The findings highlight the transfer of inappropriate risk from retailers and brands to manufacturers. These include:
- 31 per cent of manufacturers reported brands cancelling orders.
- 78 per cent experienced brands not covering the costs for last-minute changes they made to previously confirmed orders.
- 75 per cent reported brands not adjusting price to account for increases in minimum wages.
- 67 per cent experienced brands quoting for large orders, then reducing the size but keeping unit cost the same.
- 44 per cent reported brands making regular requests for payment extensions; 10 per cent experienced order payments being delayed more than three months past originally agreed terms.
- 31 per cent reported penalties for being late when the brand caused the delays with order changes after contract.
- 29 per cent reported brands insisting on discounts after entering into a contract.
Manufacturers reported the impact of these practices being passed onto workers. Reporting increasing overtime to fulfil sudden increases in orders (73 per cent), reducing employee hours due to cancellations (58 per cent), and workforce terminations (29 per cent) in response to sudden contract changes.

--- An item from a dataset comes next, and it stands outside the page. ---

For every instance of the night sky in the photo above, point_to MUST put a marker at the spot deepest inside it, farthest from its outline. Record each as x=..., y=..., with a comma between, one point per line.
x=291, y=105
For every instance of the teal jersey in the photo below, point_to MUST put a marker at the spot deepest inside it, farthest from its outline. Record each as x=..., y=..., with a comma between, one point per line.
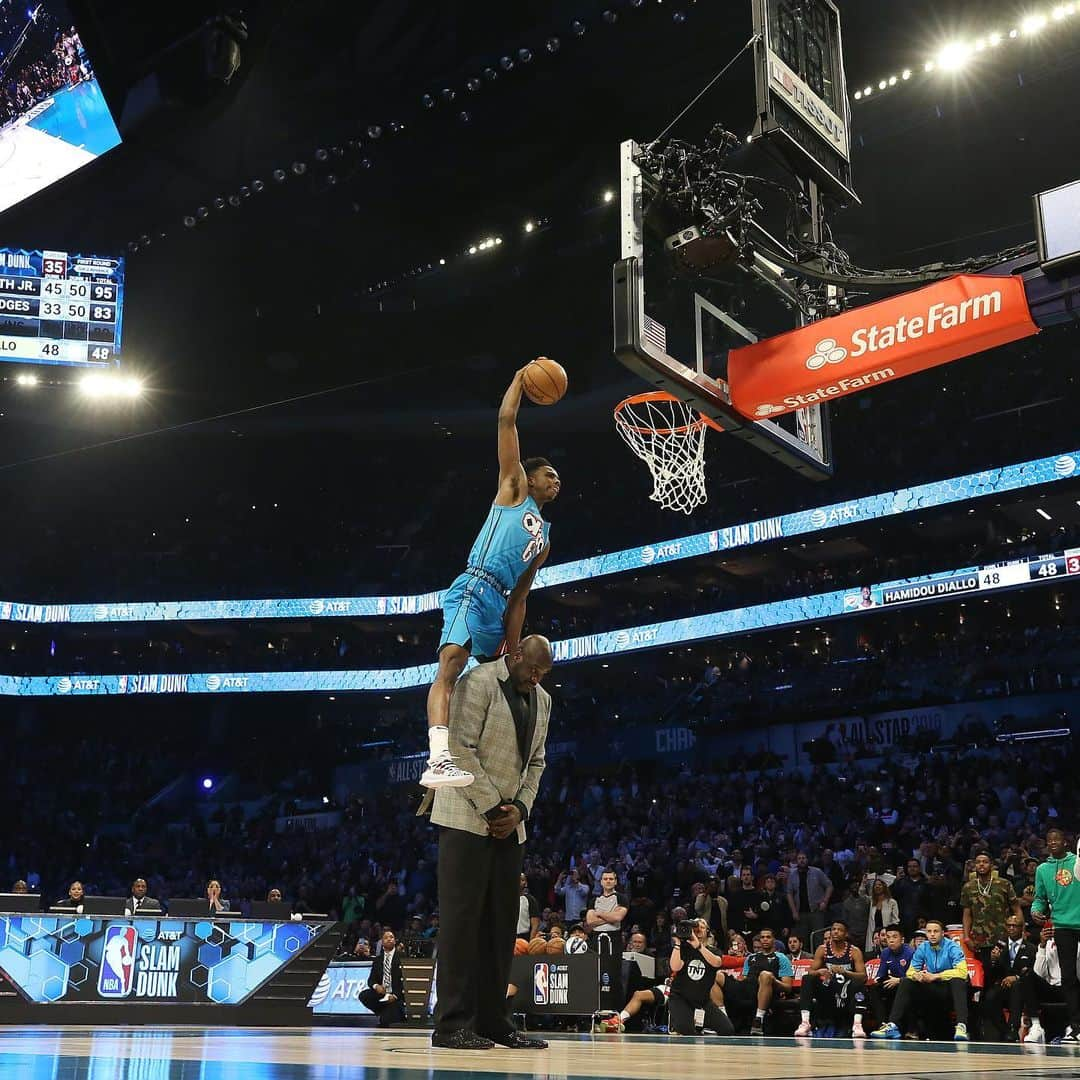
x=510, y=539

The findings show the minimal faith respondents had for institutional routes for dispute resolution - with only 22 per cent pointing to the legal system as holding a viable route for redress, 21 per cent court action, and no manufacturers considering government, multilateral or multistakeholder initiatives a viable route. Respondents consistently highlighted financial and legal barriers to disputes, noting that they “haven’t got the money to challenge” and that “any legal comeback is way beyond our means,” indicating that pursuing formal dispute mechanisms is often unaffordable.
With no viable available avenue for redressal, the experts advise that Government action is needed to address unacceptable brand behaviour, undertaken by brands benefiting from the UK consumer market. Adding, that in the UK, a Garment Trading Adjudicator (also referred to as Fashion Watchdog), needs to be established, similar to the Groceries Code Adjudicator which curbs the unacceptable purchasing practices of the UK’s largest food retailers.
Hilary Marsh, Garment Policy Advisor at Transform Trade, added: “This report is just another piece of evidence of these practices that rule the industry. A Fashion Watchdog would enforce fair business practices for the sector.”